Um ein Motorrad zu finanzieren, ist ein festes Einkommen notwendig, zusätzlich kann dem Kreditgeber das Fahrzeug als Sicherheit dienen. Die Motorrad-Finanzierung wird entweder von der Bank oder vom Händler angeboten. Ein Motorrad-Finanzierungs-Vergleich ist eine sinnvolle Grundlage, um verschiedene Angebote zu prüfen und einen günstigen Kredit zu finden.

Das Wichtigste zusammengefasst

  • Möchtest du dein Motorrad finanzieren, hast du die Wahl zwischen einem klassischen Ratenkredit mit Zweckbindung, einer Ballon-Finanzierung, Drei-Wege-Finanzierung oder Leasing.
  • Viele Motorrad-Finanzierungen verlangen den Abschluss verschiedener Versicherungen, welche die Gesamtkosten in die Höhe treiben können.
  • Die Motorrad-Finanzierung mit einem klassischen Ratenkredit ist gut kalkulierbar, weil die Raten jeden Monat gleich sind und weder Anzahlung noch Schlussrate anfallen.

Inhalts­verzeichnis

    Motorrad finanzieren: Überlegungen vor dem Kauf

    Motorradfahren verbinden viele Menschen mit Freiheit, Abenteuer, großem Fahrspaß und Geschwindigkeit. Kaum wird im Frühjahr das Wetter besser, holen begeisterte Motorradfahrer ihre Krafträder aus der Garage und starten in die neue Saison. Wer noch kein Motorrad besitzt, denkt dann möglicherweise über die Anschaffung nach. Zwar ist ein Motorrad im Vergleich zum Auto deutlich günstiger, trotzdem kann der spontane Kauf die finanziellen Möglichkeiten schnell übersteigen.

    Doch wie beim Auto gibt es die Möglichkeit, das Motorrad zu finanzieren und einen Kredit bei der Bank oder einem Motorradhändler zu beantragen.
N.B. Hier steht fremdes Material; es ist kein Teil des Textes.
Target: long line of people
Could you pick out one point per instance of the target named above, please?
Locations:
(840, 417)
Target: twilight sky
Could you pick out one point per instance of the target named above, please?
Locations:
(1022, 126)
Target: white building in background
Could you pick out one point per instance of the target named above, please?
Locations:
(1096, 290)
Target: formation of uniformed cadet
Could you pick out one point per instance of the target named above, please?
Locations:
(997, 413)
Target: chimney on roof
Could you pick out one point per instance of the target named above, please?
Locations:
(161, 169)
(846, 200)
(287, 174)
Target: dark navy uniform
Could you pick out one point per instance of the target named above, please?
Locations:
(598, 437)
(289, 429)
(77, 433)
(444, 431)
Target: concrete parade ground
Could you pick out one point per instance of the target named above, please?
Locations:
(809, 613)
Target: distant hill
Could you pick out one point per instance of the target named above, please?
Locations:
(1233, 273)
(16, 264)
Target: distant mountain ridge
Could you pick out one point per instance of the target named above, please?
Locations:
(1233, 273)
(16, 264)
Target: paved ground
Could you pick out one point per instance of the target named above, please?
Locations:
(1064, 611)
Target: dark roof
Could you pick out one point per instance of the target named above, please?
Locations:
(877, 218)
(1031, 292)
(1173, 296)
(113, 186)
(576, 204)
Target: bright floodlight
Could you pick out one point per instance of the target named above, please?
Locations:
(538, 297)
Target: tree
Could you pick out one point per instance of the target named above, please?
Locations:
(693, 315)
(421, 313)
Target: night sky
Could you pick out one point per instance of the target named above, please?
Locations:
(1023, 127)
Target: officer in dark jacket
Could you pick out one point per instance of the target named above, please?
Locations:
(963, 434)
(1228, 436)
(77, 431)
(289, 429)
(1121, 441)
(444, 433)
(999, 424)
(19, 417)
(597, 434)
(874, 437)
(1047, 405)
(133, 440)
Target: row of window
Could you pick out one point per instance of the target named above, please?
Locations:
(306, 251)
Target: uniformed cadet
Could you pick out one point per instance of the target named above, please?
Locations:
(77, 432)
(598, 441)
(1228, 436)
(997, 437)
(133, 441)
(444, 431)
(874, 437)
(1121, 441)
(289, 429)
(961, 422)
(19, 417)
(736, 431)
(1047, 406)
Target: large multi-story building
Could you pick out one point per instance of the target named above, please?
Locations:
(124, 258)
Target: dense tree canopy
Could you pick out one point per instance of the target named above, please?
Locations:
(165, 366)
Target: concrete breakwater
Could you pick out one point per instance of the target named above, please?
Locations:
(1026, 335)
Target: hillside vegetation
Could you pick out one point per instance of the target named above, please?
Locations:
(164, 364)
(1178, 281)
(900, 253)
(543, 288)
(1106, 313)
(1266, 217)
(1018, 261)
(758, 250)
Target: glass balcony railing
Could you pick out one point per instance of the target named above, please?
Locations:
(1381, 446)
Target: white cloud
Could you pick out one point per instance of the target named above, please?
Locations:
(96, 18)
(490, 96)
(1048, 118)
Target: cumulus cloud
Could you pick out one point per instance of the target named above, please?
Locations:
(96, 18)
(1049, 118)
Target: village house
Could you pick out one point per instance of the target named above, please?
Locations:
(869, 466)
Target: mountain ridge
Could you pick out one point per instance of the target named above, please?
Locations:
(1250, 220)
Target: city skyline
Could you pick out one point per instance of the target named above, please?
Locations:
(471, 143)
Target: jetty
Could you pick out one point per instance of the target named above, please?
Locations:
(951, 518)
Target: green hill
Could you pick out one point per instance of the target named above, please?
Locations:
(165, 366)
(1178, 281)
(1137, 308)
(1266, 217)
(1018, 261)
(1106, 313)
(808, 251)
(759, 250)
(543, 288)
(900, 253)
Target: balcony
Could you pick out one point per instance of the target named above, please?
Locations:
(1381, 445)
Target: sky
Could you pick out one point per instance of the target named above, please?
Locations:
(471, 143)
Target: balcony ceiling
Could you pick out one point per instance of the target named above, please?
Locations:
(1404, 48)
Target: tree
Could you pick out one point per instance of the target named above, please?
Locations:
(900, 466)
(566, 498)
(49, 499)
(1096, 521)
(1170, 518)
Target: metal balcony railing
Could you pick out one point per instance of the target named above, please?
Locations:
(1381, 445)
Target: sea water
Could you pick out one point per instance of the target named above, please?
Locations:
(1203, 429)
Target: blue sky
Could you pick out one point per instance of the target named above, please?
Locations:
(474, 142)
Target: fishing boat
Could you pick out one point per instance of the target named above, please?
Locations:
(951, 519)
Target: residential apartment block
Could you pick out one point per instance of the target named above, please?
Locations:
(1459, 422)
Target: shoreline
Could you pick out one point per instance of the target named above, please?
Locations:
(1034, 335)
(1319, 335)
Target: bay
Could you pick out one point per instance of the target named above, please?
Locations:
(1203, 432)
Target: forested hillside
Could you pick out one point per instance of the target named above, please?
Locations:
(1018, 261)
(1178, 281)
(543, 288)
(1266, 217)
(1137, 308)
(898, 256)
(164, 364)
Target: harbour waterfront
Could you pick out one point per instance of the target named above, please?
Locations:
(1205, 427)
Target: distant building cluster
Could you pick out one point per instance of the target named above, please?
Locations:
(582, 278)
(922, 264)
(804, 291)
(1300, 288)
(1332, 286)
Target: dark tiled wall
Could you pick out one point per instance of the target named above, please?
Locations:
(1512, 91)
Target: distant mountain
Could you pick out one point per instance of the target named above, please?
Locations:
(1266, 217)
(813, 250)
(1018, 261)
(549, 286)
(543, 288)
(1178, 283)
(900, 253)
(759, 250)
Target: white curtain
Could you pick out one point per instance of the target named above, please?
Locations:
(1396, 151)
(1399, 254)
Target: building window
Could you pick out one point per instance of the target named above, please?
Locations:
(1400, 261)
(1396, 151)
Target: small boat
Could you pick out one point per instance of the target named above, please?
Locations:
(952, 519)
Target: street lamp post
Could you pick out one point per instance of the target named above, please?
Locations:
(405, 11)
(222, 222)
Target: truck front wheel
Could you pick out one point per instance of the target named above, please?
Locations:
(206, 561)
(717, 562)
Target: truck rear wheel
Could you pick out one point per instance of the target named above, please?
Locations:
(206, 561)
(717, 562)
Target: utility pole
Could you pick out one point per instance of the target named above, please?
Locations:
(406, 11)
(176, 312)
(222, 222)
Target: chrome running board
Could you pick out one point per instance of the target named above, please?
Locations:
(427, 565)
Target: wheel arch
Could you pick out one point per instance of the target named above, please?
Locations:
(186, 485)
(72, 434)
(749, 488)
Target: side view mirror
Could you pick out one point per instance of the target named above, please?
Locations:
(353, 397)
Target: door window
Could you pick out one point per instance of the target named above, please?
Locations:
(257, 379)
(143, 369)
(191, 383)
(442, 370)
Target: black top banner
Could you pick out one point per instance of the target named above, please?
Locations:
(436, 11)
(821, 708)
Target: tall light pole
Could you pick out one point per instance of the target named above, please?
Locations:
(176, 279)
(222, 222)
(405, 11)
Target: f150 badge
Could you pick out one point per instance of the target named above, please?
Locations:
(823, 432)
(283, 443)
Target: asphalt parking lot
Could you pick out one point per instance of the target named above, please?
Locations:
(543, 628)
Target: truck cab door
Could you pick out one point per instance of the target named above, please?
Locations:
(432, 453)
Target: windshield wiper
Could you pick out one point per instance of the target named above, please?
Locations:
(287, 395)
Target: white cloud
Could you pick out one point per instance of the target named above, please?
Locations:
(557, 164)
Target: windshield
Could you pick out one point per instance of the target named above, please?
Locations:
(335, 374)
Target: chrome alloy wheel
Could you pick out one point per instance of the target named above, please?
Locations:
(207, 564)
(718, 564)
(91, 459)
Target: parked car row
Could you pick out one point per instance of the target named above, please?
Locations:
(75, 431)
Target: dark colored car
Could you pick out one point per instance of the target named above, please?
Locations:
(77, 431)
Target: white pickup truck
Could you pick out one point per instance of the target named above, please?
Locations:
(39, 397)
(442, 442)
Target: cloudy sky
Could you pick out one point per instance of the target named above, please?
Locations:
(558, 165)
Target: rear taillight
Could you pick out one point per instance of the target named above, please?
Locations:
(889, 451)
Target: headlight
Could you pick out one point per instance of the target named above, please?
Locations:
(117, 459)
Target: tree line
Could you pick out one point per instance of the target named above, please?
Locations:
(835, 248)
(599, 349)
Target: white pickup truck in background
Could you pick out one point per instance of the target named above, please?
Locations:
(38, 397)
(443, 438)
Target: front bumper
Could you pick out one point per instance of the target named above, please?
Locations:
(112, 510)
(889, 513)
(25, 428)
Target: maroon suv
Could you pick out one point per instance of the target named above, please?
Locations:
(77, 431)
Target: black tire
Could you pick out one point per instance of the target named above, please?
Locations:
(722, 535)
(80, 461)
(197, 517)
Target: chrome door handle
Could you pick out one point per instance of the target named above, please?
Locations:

Damit beim Motorrad-Finanzieren alles glatt geht und die Kosten überschaubar bleiben, solltest du im Vorfeld einiges beachten.

    Wann oder für wen ist ein Motorradkredit sinnvoll?

    Viele Käufer stellen sich vor dem Kauf die prinzipielle Frage: Motorrad finanzieren – ja oder nein? Pauschal lässt sich das nicht beantworten. Grundsätzlich ist es natürlich immer besser, sich nicht zu verschulden, sondern Anschaffungen nur dann zu tätigen, wenn das Geld dafür vorhanden ist. Beim Motorrad kommt hinzu, dass der Kauf im Gegensatz zum Auto bei den meisten Menschen nicht wirklich notwendig ist, um beispielsweise zur Arbeit zu gelangen.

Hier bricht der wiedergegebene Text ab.